A political consensus is emerging here at Westminster about what has to be done to save the NHS which we all know is in crisis. The main cause that has been targeted is social care, which has been created by an ageing population and yes, cuts to local Government. Jeremy Hunt has now persuaded the Prime Minister to bring social care into the NHS, which is a good thing, but in my books the budget, which currently sits at the Ministry for Housing, Communities and Local Government also needs to be transferred. The NHS rather than councils should be in charge of commissioning social care.

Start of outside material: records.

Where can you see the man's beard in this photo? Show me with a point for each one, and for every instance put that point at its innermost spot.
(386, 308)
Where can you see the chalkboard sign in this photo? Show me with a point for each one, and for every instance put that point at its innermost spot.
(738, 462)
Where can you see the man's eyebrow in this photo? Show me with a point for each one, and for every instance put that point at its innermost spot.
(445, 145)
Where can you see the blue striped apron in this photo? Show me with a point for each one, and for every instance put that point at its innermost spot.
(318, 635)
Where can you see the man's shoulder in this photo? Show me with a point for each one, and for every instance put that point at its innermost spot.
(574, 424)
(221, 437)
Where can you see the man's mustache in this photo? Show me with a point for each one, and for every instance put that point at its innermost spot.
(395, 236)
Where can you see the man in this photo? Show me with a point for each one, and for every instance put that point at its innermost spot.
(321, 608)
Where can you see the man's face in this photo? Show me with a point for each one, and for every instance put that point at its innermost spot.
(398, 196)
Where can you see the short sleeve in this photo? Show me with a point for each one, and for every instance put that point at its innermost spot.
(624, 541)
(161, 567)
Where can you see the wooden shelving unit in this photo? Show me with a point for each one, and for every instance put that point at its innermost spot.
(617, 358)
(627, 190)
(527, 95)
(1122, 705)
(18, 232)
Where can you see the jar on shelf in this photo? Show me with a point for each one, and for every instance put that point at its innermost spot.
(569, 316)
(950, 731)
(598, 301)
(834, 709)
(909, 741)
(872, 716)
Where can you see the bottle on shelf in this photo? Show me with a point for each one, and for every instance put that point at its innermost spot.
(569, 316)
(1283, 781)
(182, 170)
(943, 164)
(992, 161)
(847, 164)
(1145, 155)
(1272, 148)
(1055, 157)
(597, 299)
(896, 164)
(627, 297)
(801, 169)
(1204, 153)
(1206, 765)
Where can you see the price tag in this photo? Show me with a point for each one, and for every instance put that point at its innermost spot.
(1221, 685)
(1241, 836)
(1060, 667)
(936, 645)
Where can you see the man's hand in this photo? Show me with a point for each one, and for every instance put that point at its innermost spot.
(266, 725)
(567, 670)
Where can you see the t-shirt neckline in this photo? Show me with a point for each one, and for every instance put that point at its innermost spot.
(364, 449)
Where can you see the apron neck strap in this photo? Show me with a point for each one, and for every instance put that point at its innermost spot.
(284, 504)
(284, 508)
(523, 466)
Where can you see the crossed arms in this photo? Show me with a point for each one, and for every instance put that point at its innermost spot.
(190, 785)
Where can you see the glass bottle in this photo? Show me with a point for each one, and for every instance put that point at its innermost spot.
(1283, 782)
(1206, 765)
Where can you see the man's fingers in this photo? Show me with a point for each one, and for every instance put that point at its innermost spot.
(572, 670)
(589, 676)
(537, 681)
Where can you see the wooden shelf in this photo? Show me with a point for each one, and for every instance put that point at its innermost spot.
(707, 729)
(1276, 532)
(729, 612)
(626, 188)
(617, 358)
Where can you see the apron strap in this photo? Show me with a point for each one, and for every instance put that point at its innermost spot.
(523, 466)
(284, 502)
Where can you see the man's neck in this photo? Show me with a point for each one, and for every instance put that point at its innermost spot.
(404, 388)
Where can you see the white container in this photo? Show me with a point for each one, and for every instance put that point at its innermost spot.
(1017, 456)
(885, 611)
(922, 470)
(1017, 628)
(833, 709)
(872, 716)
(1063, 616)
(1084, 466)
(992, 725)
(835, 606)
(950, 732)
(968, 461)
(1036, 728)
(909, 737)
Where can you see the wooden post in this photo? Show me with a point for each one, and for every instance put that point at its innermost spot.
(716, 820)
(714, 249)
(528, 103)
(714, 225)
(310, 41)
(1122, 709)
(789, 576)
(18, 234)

As we all know old age is a condition lottery; one person might require £100,000 of care, another £20,000. Is it not a fairer solution to pool the risk between as many people as we can so that everyone loses something but nobody loses everything?
In my view the so called ‘dementia tax’ was a good manifesto pledge because it suggested those who own their homes contribute to their own care rather than allowing our children and grandchildren, who are finding it difficult to get on the property ladder themselves, to pay for it. But it was flawed because it didn’t have a cap, which meant it failed to pool that risk.
Just how should we pay for it? Anyone I speak to seems to suggest that they wouldn’t mind paying a bit more in tax to sort it out. But how? Take money out of peoples’ estates after they die? Labour tried that, and it was quickly dubbed, by my side, as being a “death tax”. Maybe the Government could raise tax by means-testing pensioners benefits such as winter fuel allowances and ending the pension triple lock, but again whenever this has been floated there has been opposition to it, most recently by the DUP. Another idea floating around Parliament is turning national insurance into a ring-fenced health tax. Sarah Wollaston, the Conservative Chairwoman of the Health Select Committee believes national insurance should also be extended to those beyond retirement age who are presently exempt.
I have spoken to Jeremy Hunt many times about social care and the truth is he is not wedded to any one idea, he is “open to all options”, including a dedicated tax, because he knows more money must be found and fast. What is needed is courage and leadership to drive forward solutions, but integrating social and health care must be the right place to start.